The planned retirement of Sen. Barbara Boxer and rare opportunity to pursue an open U.S. Senate seat in California has produced an avalanche of speculation and enough what-ifs to stretch from Eureka in the far north to Yucaipa in the south.
Most of that conjecture has centered on Lt. Gov. Gavin Newsom and Atty. Gen. Kamala Harris, who share, along with relative youth, good looks and irrepressible ambition, the same geographic and donor base in the San Francisco Bay Area.
The two liberal Democrats even have the same set of political advisors, who guided them from local office, as San Francisco mayor and district attorney, respectively, to their statewide positions in Sacramento.
This has led to a widely held belief that the pair will sit down, in the manner of conquerors dividing their spoils, to figure out who seeks Boxer's seat in 2016—a seeming shoo-in for any Democrat—and who will run to succeed Gov. Jerry Brown in 2018, or, possibly, pursue another open Senate seat should Dianne Feinstein retire when her term ends in three years.
Newsom, 47, and Harris, 50, have had a cordial but not especially warm relationship; their close quarters and parallel ascent up the political ladder have kept the two in steady competition, one eye cast warily on the other.
It makes perfect sense, though, for one to stand aside in the Senate race, lest each seek the office and, in a crowded field, thwart the efforts of both by splintering the Northern California vote. The huge question under that scenario is who would defer to whom, averting a collision of egos and all that wasted exertion.
A decision by each is expected in fairly short order.
But it's a tricky business divvying up public offices, as if they were a baton that can be willfully passed back and forth between contestants.
In California there is a precedent of sorts, going all the way back to 1958, with rather poor results.
"The Big Switch," as it came to be called, was a proverbial backroom deal involving two of California's most powerful Republicans, Gov. Goodwin Knight and U.S. Sen. William Knowland.
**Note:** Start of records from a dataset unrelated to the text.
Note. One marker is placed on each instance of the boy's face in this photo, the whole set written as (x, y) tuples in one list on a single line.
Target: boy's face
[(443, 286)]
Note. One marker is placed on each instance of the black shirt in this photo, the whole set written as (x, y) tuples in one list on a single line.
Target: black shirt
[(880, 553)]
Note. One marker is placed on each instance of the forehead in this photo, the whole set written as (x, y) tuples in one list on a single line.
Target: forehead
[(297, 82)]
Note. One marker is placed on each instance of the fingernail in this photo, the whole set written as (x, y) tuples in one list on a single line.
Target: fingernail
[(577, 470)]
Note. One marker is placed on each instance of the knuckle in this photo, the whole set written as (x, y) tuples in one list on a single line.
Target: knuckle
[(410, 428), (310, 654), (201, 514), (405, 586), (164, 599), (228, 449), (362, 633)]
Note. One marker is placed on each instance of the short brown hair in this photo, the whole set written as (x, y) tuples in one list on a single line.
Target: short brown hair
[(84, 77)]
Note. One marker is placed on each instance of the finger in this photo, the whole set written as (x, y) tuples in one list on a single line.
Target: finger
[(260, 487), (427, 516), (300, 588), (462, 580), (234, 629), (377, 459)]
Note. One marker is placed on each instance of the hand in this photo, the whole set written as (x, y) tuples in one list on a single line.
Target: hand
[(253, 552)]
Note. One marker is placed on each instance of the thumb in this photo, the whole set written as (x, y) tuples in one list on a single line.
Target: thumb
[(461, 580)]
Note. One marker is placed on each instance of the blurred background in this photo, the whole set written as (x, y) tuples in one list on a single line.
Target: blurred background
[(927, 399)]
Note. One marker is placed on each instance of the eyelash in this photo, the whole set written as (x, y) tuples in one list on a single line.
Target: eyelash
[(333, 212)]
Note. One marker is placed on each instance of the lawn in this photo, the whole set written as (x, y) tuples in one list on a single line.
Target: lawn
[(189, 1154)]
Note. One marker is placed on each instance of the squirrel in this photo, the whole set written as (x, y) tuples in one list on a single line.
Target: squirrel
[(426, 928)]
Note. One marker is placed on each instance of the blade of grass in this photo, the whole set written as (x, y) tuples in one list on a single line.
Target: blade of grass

Knowland, scion of a newspaper publishing family, was eyeing a run for president in 1960 and presumed the governor's office would a better jumping-off point. Knight was pressured by then-Vice President Richard Nixon, among others, to clear the way for Knowland—averting a destructive GOP primary--by instead running for his Senate seat.
The transactional tradeoff, which became an issue in their respective campaigns, did not end well for either the GOP or the two lawmakers. Knight lost the Senate race and Knowland was defeated by then-Atty. Gen. Pat Brown—Jerry's dad—marking an epochal shift in political power and laying the groundwork for the rise of the moribund California Democratic Party.
Whatever arrangement gets worked out between Newsom and Harris—if, in fact, they confab and come to some arrangement--would eventually have to pass muster with California voters, who don't much care to be taken for granted.
To the victor go the spoils; but any presumption or perceived arrogance on the part of the two top candidates could spoil the political prospects for both.